So I wonder what the man representing one-third of of the Times Persons of the Year has to say about political censorship of MSN Spaces blogs? As quoted by LaShawn Barber, Glenn Reynolds, Evan Coyne Maloney, and the Scobelizer, Rebecca MacKinnon explains the sordid details of her experiments:
As it so happens, in mid-December I played around a bit with Chinese language blog-hosting tools to try and get a better idea of how they censor blogger content. I haven’t posted about it yet partially because family business and vacation got in the way, and partially because I wanted to do a few more tests. But given what happened to Anti I think I had better not wait.
Back over the summer I wrote a post titled Screenshots of Censorship about how MSN spaces was censoring the titles of its Chinese blogs, but not posts themselves. According to my testing in mid-late December, they now censoring much more intensely.
On December 16th I created a blog and attempted to make various posts with politically sensitive words. When I attempted to post entries with titles like “Tibet Independence” or “Falun Gong” (a banned religious group), I got an error message saying: “This item includes forbidden language. Please delete forbidden language from this item.”
However I was successful in posting blog entries with non-controversial titles, but with politically sensitive words in the text body. For instance, a blog post titled “I love you” had “Tibet independence” in the text body, and a post titled “I am happy” had “Falun Gong” in the body...
This was on Friday December 16th. By Monday the 19th, the whole blog had been taken down, just like Anti’s was on Dec.31st, with an error message: “This space is temporarily unavailable. Please try again later.”
Now, It is VERY important to note that the inaccessible blog was moved or removed at the server level and that the blog remains inaccessible from the United States as well as from China. This means that the action was taken NOT by Chinese authorities responsible for filtering and censoring the internet for Chinese viewers, but by MSN staff at the level of the MSN servers.
(Emphasis added)
I'm trying to come up with some plausible explanation why Microsoft would be in the business of facilitating political censorship. My first thought was of the MSN Spaces Code of Conduct. But the only thing even close to a rationalization for political censorship is this item under "Prohibited Uses":
You will not upload, post, transmit, transfer, disseminate, distribute, or facilitate distribution of any content, including text, images, sound, data, information, or software, that...is illegal or violates any local and national laws that apply to your location; including but not limited to child pornography, illegal drugs, copyright material and intellectual property not belonging to you.
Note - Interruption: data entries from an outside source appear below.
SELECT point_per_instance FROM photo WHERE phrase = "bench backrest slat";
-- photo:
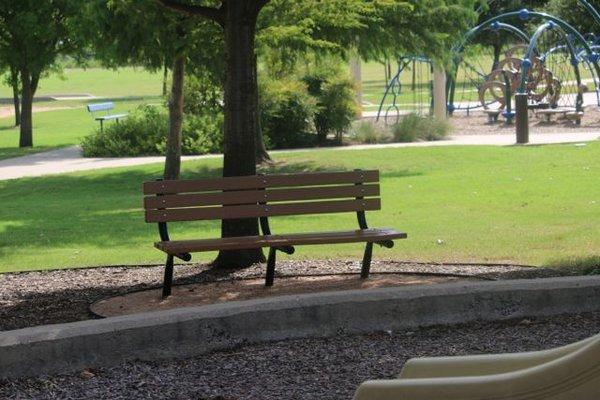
(260, 182)
(100, 106)
(255, 211)
(261, 196)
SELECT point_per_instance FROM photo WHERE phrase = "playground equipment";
(564, 373)
(546, 67)
(411, 86)
(495, 61)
However, while such wording might justify - in the strictest adherence - to censorship of outlawed speech in China, Rebecca MacKinnon is in the United States, not China. At least the Scobelizer is trying to do something about it:
I’m copying this post to Christopher Payne, corporate Vice President over on MSN and will try to get his point of view on this.
Update: someone over on MSN Spaces just wrote me and said he hadn’t heard of this and that he’s raising this up the management chain too. I’ll report more as I hear more. he told me that Steve Liffick is the VP in charge of MSN Spaces and that he reports to Blake Irving. I’ve sent email to both of those guys on this issue.
I don't care how much money Microsoft stands to lose; shame on them for cow-towing to socialist dictators and for actively infringing upon freedom of speech.
Darn straight! Though in proper Chinese it should be Gates Zedong (Tse-Tung).